New Delhi faces the same old challenges in this realm after Doklam crisis. It has been a year since India and China ended the 73-day border crisis in Doklam. And for all the focus on the crisis itself and its implications for Sino-Indian relations, it is worth recalling that along their border, Doklam is arguably an exception where Indian military may be perceived to have a slight advantage over the Chinese military because of its slightly better infrastructure there.

Relatively speaking, however, the infrastructure on the rest of the border is quite appalling. Indeed, unless India accelerates pace of the physical border infrastructure build-up, New Delhi will face serious difficulties in any future confrontation with China.

Indian vice chief of army staff, in his statement to Parliament’s Standing Committee on Defence, voiced serious concerns on the lack of adequate allocation of funds for the Army for 2018-19. He pointed to the “large number of Chinese strategic roads and infrastructural development along the northern borders” and made a case for bigger resource allocation, given that the sanctioned budget for infrastructure development was running massively short.

The current state of affairs with regard to the border infrastructure is the result of a flawed policy that was in place for several decades. The political, civil bureaucracy and military leadership in India believed that building infrastructure in Sino-Indian border area would actually compromise India’s security because it would facilitate any Chinese invasion. Reports suggest that incursions on the Sino-Indian may be coming down – there were reportedly about 500 transgressions in 2015, 350 in 2017, and around 200 up to July 2018.

Though India’s infrastructure development is slow, this has not stopped Chinese media outlets such as Global Times from arguing that New Delhi is being proactive in building border posts and other infrastructure.  But New Delhi has little choice but to continue pushing its border infrastructure, though there is little hope that it will be very much faster.

Former army chief Gen Bikram Singh, though, optimistically says: “The terrain is arduous and treacherous along the border.” He once headed the Eastern Command. “Laying roads in the mountains is a challenging and time-consuming process. At places, the soil is such that the roads need constant maintenance. Vast stretches get washed away with every rain. Labour issues and non-availability of local resources keep the contractors away, hence the BRO has to take on most of the work.”

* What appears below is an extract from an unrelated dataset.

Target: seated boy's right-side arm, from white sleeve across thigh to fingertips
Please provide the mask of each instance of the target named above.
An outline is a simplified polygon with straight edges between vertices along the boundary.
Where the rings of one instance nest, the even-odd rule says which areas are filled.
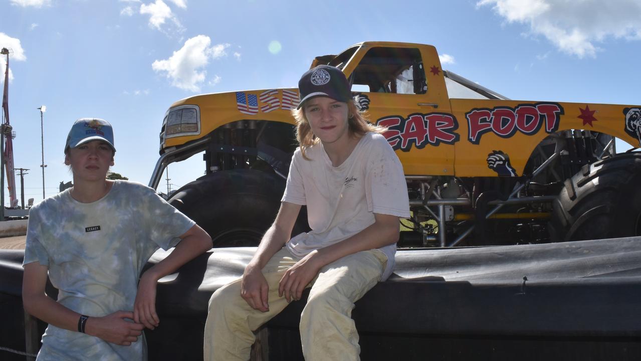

Gen Singh believes things are changing, given the Govt’s focussed commitment and the realisation that developing infrastructure is crucial for ensuring effective defence and territorial integrity. “Logistics infrastructure, like advance landing ground, helipads, ammunition dumps, staging areas and so on, to support combat operations are being given priority,” he says.

“The earlier school of thought precluded the development of border areas on a somewhat misplaced premise that the adversary would exploit it for launching offensives. Thankfully that got shelved in the early 1980s. Roads are a precursor to ­development and prosperity, and infrastructure, both operational and logistical, are critical for launching and sustaining combat power in the mountains.”

Another former Chief of Army Staff-cum-former Arunachal Pradesh governor JJ Singh on 30.11.18 at Itanagar said that building border roads pose numerous challenges due to tough hilly terrains, unpredictable weather and rains for about eight to nine months.

His response came in response to a question from this editor: 1962 era still prevails as roads ends before 50 to 70-km of border in Arunachal Pradesh even now.

“Roads are being built to Bumla (Tawang district) and Kibitho (Anjaw district) passes. But many misinterpret saying that China has built good border roads. But they are ignorant of China’s topography, which is mostly plain, low heights hills and receives rainfalls 30%, if it is 70% in Arunachal. The border road pioneers deserve salutation.” This I say from my vast experience of intensive tour to border areas in the past.

But, the slow pace of road building has proved wrong the adage: “when there a will, there is way”.